Rural and Urban Women

In 2005, more than 48 million people, or 16.6 percent of the population, lived in areas considered to be non-metropolitan. The number of areas defined as metropolitan changes frequently as the population grows and people move. Residents of non-metropolitan areas tend to be older, complete fewer years of education, have public insurance or no health insurance, and live farther from health care resources than their metropolitan counterparts.

In 2005, 22.5 percent of women in nonmetropolitan areas were aged 65 years and older, while only 17.2 percent of women in metropolitan areas were in the same age group. Fewer than 26 percent of women in non-metropolitan areas were aged 18–34 years, compared to 30.6 percent in metropolitan areas. Women aged 35–54 years and 55–64 years accounted for approximately the same percentage of the female population in nonmetropolitan and metropolitan areas.

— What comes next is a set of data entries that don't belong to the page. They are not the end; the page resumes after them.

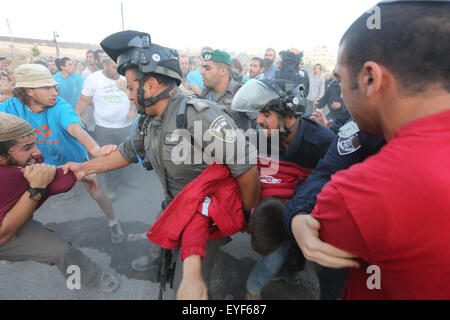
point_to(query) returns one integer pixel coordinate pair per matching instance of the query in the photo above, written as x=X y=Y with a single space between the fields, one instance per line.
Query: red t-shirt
x=393 y=211
x=13 y=185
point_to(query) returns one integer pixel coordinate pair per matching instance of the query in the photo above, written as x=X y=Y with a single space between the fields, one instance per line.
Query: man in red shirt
x=388 y=217
x=26 y=182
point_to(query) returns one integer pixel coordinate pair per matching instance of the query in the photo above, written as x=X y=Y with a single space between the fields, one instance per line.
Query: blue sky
x=232 y=25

In 2004–2006, the percentage of women experiencing activity limitations due to a chronic condition was higher in non-metropolitan areas (17.0 percent) than in metropolitan areas (13.4 percent), regardless of age. For instance, 30.2 percent of women aged 65–74 years living in non-metropolitan areas had an activity limitation due to a chronic condition, compared to 25.0 percent of women of the same age group in metropolitan areas. As age increases, however, the discrepancy narrows; among women aged 85 years and older, 63.3 percent in non-metropolitan areas experienced an activity limitation, as did 61.9 percent in metropolitan areas.